# Exploring Cell Coverage of Routes
* To do later: move data sources to a catalog
* An agency here is defined: as a service and an operator...

In [None]:
# Read in zip files
import fsspec
import geopandas as gpd
import intake
import numpy as np
import pandas as pd

# My utilities
import utilities
from calitp import *

# Display
from IPython.display import HTML, Image, Markdown, display, display_html

# Geometry
from shared_utils import geography_utils, utils

In [None]:
pd.options.display.max_columns = 100
pd.options.display.float_format = "{:.2f}".format
pd.set_option("display.max_rows", None)
pd.set_option("display.max_colwidth", None)

In [None]:
GCS_FILE_PATH = "gs://calitp-analytics-data/data-analyses/cellular_coverage/"

## Trip Routes 

In [None]:
cols_without_geometry = [
    "agency",
    "route_name",
    "itp_id",
    "route_id",
    "route_type",
]

In [None]:
routes_df = gpd.read_parquet(
    "gs://calitp-analytics-data/data-analyses/traffic_ops/ca_transit_routes.parquet"
)

In [None]:
routes_df = utilities.unique_routes(routes_df)

In [None]:
# Fill in NA for route names and agency names
routes_df[["agency", "route_name"]] = routes_df[["agency", "route_name"]].fillna("NA")

In [None]:
f"""{routes_df.route_id.nunique()} unique route ids, 
{routes_df.route_name.nunique()} different route names, 
and {routes_df.route_length.nunique()} different shape ids.
The dataframe has {len(routes_df)} rows."""

## FCC Maps

In [None]:
""" T Mobile not working
tmobile_df = utilities.create_california_coverage(
    "T_Mobile_LTE_Data.zip", "tmobile_ca_only"
)
"""

In [None]:
verizon_df = gpd.read_parquet(f"{GCS_FILE_PATH}verizon_ca_only.parquet")

In [None]:
att_df = gpd.read_parquet(f"{GCS_FILE_PATH}att_ca_only.parquet")

In [None]:
att_df.plot(), verizon_df.plot()

## Overlay 

In [None]:
overlay_verizon = utilities.comparison(routes_df, verizon_df)

In [None]:
overlay_att = utilities.comparison(routes_df, att_df)

In [None]:
f""""
Verizon: After overlap, there are {overlay_verizon['route_id'].nunique()} route ids compared to 
{routes_df['route_id'].nunique()} in the original dataframe. 
The length of the overlay dataframe is {len(overlay_verizon)}"""

In [None]:
f""""AT&T: After overlap, there are {overlay_att['route_id'].nunique()} route ids compared to 
{routes_df['route_id'].nunique()} in the original dataframe. 
The length of the overlay dataframe is {len(overlay_att)}"""

In [None]:
overlay_att.plot("route_length", legend=True), overlay_verizon.plot("route_length")

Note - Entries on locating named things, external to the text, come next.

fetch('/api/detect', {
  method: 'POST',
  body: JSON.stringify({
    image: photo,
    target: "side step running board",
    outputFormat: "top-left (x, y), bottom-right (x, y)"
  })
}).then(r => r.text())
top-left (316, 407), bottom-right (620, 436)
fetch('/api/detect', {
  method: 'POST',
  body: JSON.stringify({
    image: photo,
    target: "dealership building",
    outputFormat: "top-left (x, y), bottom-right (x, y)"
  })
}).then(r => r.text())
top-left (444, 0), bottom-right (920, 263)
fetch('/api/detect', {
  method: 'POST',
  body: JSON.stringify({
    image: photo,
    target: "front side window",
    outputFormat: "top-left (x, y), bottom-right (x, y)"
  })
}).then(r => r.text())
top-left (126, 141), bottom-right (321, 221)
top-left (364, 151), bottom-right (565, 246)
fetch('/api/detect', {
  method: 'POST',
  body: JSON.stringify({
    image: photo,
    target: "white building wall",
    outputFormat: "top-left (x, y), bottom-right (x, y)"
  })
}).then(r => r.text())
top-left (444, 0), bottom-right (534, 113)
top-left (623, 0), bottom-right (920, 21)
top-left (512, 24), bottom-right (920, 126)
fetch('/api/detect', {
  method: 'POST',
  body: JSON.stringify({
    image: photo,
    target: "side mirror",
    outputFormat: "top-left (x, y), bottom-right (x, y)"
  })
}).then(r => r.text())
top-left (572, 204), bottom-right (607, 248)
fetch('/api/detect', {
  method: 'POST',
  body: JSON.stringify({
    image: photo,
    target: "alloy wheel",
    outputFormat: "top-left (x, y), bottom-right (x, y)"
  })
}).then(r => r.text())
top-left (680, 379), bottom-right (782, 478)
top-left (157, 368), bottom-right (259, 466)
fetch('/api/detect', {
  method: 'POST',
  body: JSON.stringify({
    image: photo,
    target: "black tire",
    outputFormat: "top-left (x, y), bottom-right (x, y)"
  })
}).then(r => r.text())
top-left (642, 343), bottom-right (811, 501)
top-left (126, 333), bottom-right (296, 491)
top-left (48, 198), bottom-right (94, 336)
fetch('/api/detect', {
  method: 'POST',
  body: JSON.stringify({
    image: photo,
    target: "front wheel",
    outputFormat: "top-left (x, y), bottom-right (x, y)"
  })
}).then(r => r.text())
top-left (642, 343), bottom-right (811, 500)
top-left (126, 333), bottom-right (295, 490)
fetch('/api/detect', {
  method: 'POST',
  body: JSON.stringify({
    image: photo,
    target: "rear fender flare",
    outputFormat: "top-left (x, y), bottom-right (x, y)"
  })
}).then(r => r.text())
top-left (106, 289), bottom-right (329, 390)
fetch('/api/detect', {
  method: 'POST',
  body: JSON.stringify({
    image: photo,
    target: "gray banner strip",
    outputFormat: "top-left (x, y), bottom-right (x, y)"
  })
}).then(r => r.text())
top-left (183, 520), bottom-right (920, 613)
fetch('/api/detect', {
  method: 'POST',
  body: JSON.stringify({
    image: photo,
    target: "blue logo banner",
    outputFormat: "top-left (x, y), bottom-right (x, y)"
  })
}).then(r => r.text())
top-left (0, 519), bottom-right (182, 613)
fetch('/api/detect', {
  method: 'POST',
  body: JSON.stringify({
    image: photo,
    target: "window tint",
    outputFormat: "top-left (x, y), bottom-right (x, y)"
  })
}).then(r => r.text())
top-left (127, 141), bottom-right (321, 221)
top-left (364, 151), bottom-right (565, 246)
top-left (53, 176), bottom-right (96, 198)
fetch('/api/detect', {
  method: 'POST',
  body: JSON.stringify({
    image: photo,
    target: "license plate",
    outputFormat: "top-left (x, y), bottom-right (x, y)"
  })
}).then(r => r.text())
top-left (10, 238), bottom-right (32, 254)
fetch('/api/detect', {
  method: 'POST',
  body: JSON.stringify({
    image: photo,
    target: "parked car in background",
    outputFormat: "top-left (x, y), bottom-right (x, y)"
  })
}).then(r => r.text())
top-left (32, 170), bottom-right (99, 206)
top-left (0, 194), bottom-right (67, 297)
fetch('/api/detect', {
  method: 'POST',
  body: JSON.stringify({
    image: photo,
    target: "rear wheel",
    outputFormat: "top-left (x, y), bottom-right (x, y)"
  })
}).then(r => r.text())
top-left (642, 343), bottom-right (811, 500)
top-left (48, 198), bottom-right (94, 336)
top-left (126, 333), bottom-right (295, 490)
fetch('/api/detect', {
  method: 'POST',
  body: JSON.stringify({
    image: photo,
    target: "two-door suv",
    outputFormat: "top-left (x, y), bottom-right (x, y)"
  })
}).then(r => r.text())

### Test finding % with a single route...

In [None]:
# Test a single route that goes through 2 counties
# This one goes through San Francisco & Marin.
single_route_overlay = overlay_att.loc[overlay_att["route_name"] == "via Civic Center"]

In [None]:
# Original Df
single_route_og = routes_df.loc[routes_df["route_name"] == "via Civic Center"]

In [None]:
# Agg original Df
single_route_og = (
    single_route_og.groupby(["agency", "route_name"])
    .agg({"route_length": "sum"})
    .reset_index()
)

In [None]:
# Agg overlay Df
single_route_overlay = (
    single_route_overlay.groupby(["agency", "route_name"])
    .agg({"route_length": "sum"})
    .reset_index()
)

In [None]:
# Merge
single_merge = pd.merge(
    single_route_og,
    single_route_overlay,
    how="outer",
    on=["agency", "route_name"],
    suffixes=["_original", "_overlay"],
)

In [None]:
# Divide lengths to find overlap
single_merge["overlap_percentage"] = (
    single_merge["route_length_overlay"] / single_merge["route_length_original"]
).astype("float64")

In [None]:
single_merge

### Test with AT&T

In [None]:
# Aggregate original df
routes_agg = (
    routes_df.groupby(["agency", "route_id", "route_name"])
    .agg({"route_length": "sum"})
    .reset_index()
)

In [None]:
# Aggregate AT&T df
att_agg = (
    overlay_att.groupby(["agency", "route_id", "route_name"])
    .agg({"route_length": "sum"})
    .reset_index()
)

In [None]:
att_merge = pd.merge(
    routes_agg,
    att_agg,
    how="inner",
    on=["agency", "route_id", "route_name"],
    suffixes=["_original", "_overlay"],
)

In [None]:
# Overlap, mutiply by 100
att_merge["overlap_percentage"] = (
    ((att_merge["route_length_overlay"] / att_merge["route_length_original"]) * 100)
).astype("int64")

In [None]:
# Bin overlap
bins = [0, 10, 20, 30, 40, 50, 60, 70, 80, 90, 100]

In [None]:
att_merge["binned"] = pd.cut(att_merge["overlap_percentage"], bins)

In [None]:
att_merge.binned.value_counts()

In [None]:
# Filter out for routes that have have < 75 percent coverage
att_merge_low_coverage = att_merge.loc[att_merge["overlap_percentage"] < 70]

In [None]:
f"{len(att_merge_low_coverage)} after filtering out for rows that  < 70% coverage."

In [None]:
att_merge_low_coverage.sort_values("overlap_percentage").head(5)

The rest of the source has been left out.